Name: Landlines. Age: 148 years old. Appearance: A cable attached to your phone that’s tied to your house. I haven’t had a landline for years. Oh, you young whippersnapper! You’re really missing out. On what, …

Return of the landline: why gen Z – and scam artists – love old-fashioned phones

Name: Landlines.

Age: 148 years old.

Appearance: A cable attached to your phone that’s tied to your house.

I haven’t had a landline for years. Oh, you young whippersnapper! You’re really missing out.

On what, exactly? On so much! Telling the caller your full telephone number when answering the phone, being trapped in a room where everyone in your family can clearly hear your side of the conversation. It’s the best.

It doesn’t sound like the best. You wouldn’t understand. I still get lots of calls on my landline phone, you know.

From whom? Oh, all my new friends. The guy who has promised to give me millions of pounds to thank me for lending him £10,000. The woman from the bank who keeps asking me for all my personal details. They are a lovely lot.

I hate to say it, but I think perhaps you’re being scammed. I am almost certainly being scammed, yes. It turns out that more than half of all calls to landlines these days are from scammers.

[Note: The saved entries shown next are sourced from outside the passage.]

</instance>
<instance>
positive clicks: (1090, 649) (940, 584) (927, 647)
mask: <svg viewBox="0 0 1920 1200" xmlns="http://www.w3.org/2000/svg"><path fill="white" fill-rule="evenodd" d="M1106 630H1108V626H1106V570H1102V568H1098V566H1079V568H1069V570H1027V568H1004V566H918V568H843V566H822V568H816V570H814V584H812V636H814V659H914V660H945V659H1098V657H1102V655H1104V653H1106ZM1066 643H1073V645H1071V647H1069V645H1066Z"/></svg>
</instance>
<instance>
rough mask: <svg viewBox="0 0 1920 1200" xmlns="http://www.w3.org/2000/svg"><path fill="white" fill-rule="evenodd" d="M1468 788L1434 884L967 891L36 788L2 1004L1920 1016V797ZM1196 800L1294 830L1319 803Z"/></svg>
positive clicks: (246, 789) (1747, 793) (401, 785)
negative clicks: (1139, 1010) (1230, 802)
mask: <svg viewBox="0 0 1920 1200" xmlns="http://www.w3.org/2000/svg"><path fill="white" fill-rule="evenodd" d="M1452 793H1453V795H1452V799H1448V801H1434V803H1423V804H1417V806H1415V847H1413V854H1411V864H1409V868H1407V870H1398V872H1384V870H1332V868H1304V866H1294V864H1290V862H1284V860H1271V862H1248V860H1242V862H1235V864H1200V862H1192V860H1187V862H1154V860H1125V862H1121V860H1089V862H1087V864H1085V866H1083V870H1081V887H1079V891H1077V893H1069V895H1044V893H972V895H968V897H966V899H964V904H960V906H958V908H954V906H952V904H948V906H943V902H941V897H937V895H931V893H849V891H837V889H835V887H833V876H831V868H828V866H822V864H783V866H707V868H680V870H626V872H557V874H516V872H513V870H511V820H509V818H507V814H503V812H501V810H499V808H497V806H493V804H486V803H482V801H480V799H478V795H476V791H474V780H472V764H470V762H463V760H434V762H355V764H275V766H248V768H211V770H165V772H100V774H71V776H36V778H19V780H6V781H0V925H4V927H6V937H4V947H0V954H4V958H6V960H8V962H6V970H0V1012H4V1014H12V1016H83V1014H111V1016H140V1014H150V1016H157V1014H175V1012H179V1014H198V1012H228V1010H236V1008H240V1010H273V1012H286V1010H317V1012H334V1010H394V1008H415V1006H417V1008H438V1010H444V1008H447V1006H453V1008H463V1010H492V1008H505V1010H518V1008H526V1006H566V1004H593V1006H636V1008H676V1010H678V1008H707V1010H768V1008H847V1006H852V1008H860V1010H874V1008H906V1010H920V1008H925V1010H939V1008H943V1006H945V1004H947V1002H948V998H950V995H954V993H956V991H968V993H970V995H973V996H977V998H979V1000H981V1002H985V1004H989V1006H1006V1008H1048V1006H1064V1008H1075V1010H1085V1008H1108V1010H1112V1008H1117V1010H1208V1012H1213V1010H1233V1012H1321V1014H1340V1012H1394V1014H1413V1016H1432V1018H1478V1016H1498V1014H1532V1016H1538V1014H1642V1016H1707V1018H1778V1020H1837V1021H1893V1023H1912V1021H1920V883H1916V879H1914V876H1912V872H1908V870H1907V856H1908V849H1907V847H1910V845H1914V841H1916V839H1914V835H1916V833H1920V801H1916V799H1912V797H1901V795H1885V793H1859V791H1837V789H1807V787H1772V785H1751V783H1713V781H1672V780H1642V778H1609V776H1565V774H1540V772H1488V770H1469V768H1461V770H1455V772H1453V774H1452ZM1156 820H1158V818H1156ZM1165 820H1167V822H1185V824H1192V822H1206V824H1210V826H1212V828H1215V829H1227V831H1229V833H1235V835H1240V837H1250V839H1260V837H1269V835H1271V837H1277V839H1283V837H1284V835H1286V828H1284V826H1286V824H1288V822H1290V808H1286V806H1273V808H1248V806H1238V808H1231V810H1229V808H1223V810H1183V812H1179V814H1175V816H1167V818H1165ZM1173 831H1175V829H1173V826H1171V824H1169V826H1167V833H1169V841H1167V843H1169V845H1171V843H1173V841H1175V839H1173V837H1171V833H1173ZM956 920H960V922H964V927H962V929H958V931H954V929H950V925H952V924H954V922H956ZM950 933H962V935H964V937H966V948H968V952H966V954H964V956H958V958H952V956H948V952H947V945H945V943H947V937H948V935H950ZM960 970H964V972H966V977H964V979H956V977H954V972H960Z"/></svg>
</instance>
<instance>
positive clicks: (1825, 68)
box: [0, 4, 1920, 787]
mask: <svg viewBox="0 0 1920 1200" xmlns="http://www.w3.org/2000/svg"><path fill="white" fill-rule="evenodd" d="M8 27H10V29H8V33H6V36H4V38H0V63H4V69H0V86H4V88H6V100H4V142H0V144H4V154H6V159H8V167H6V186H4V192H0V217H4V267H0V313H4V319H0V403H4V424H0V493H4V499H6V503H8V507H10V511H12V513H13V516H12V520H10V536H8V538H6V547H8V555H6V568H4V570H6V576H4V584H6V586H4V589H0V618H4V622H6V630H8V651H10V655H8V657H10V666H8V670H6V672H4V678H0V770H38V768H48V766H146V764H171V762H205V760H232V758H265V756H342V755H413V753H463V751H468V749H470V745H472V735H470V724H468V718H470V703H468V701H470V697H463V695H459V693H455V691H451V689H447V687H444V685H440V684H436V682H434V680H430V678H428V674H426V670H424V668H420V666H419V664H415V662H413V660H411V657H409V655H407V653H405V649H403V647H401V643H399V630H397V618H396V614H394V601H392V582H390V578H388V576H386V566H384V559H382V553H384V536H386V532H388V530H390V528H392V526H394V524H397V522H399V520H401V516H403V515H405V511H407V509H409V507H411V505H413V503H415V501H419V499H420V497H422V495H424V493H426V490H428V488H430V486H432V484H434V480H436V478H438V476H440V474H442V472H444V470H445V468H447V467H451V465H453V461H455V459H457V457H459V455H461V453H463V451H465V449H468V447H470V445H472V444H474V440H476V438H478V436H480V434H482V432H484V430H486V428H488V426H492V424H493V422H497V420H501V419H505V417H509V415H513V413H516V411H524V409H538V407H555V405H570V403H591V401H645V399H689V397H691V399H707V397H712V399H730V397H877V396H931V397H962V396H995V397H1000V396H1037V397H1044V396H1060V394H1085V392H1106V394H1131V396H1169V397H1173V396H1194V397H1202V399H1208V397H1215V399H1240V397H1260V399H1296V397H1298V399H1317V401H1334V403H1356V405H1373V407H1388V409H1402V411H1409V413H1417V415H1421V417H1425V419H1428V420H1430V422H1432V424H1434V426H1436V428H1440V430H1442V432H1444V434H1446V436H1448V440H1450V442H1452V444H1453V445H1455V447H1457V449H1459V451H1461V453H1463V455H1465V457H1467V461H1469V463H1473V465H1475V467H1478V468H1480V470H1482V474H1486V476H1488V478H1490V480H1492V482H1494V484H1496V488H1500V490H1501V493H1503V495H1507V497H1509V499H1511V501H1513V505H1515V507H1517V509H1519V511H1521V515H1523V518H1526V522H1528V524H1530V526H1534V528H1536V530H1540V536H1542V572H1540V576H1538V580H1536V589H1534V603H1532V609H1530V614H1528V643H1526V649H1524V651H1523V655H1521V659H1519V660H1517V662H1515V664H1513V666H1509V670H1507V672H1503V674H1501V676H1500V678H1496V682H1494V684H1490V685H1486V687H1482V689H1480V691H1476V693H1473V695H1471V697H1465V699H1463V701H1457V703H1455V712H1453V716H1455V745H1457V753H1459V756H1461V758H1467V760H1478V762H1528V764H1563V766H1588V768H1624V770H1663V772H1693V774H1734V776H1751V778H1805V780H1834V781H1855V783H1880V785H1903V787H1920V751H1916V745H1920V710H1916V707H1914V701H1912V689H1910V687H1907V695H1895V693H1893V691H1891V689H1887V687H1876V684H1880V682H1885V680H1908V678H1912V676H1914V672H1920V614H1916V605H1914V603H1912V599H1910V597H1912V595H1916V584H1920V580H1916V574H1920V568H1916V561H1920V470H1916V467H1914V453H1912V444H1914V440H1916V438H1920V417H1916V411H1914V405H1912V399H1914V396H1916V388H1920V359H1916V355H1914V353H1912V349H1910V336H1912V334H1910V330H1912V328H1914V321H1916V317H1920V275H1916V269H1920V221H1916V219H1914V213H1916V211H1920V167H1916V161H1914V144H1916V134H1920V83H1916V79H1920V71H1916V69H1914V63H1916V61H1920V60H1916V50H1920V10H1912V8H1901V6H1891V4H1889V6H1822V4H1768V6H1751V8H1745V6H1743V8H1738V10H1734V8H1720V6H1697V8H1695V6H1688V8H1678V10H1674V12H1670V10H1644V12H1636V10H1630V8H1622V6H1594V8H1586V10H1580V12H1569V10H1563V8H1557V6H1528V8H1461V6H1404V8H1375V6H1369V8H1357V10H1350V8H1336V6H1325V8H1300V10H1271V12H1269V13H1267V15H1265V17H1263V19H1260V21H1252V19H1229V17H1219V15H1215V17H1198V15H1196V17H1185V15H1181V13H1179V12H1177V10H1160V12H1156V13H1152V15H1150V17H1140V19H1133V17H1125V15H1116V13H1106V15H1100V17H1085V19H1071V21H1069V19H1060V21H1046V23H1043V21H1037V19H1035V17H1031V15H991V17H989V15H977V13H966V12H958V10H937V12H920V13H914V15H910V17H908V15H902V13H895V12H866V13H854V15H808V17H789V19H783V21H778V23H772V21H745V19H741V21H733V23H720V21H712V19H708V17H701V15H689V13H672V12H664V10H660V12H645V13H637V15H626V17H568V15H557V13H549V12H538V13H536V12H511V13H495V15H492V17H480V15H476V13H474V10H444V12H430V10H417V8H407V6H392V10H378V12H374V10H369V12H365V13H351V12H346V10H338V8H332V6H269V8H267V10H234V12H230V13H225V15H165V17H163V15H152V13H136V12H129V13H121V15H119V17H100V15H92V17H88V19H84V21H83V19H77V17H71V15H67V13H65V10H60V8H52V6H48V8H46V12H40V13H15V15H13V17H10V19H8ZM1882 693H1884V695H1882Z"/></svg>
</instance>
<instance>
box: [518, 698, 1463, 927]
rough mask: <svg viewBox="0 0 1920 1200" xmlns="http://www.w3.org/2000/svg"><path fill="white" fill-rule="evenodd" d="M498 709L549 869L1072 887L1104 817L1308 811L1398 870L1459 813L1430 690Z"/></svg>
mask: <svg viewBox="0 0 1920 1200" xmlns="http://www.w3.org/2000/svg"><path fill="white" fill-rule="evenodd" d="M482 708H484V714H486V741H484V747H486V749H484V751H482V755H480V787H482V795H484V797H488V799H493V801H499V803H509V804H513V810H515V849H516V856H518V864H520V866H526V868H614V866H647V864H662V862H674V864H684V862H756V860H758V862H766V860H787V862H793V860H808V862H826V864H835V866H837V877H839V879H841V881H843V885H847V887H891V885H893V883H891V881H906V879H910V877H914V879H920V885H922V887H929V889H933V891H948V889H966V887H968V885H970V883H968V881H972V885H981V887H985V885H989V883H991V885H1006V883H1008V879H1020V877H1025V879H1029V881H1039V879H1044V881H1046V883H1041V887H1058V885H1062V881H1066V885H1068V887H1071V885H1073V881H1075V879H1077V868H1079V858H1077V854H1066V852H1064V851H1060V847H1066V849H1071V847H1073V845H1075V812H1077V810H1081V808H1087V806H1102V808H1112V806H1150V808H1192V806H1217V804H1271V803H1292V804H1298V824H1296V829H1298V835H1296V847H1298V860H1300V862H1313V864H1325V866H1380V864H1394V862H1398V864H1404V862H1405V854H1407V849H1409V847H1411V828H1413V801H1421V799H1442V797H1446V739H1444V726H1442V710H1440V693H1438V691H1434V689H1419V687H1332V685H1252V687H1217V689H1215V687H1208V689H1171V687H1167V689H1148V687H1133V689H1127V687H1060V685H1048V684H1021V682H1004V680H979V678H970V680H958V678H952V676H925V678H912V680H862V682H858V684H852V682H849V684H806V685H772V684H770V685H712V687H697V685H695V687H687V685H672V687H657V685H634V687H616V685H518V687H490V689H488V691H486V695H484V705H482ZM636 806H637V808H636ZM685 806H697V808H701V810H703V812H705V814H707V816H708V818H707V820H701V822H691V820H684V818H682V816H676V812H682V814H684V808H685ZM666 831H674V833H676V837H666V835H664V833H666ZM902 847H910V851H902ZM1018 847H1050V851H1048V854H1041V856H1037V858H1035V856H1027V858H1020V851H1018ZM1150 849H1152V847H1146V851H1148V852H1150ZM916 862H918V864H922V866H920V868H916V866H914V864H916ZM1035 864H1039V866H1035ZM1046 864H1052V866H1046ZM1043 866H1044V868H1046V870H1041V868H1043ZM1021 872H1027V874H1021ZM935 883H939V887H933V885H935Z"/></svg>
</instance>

Why? It could be because it’s harder to screen and block scam numbers on a landline phone than a mobile. It could be because people who want to speak to you for a legitimate reason will just ring your mobile. Or it could be because it’s mainly old people who have landlines these days.

How is that relevant? Because scammers famously like to target elderly people, and 80% of elderly people have landlines, compared to just 50% of 18-29-year-olds.

So if you’re a scammer and you dial a landline … You are more likely to get a friendly senior who may not realise that you’re trying to empty their bank account.

Dreadful. This has to be the death of the landline. Don’t speak too soon, because the landline phone is now coveted by gen Z.

Why? Because they’re cool and retro, like cassette players. Listen, if you’re 20 years old, then you’ve lived your whole life using your phone as a laptop, camera, book and food ordering system. Doesn’t it sound refreshing to only be able to use it as a phone?

Oh, I see. It’s imagined nostalgia. Maybe it will catch on. After all, nothing gives you the joy of a telephone conversation like an actual telephone.

Wait, what do you mean by conversation? You know, talking to somebody.

Via text? No, via your mouth.

I would actually have to talk to someone? Vocally? Over the phone? That is my biggest fear. Well, you might die of loneliness with that attitude but the good news is you’ll never get scammed.

Do say: “Landline users are more susceptible to scams.”

Don’t say: “But just give me all your bank details and I’ll tell the scammers to stop.”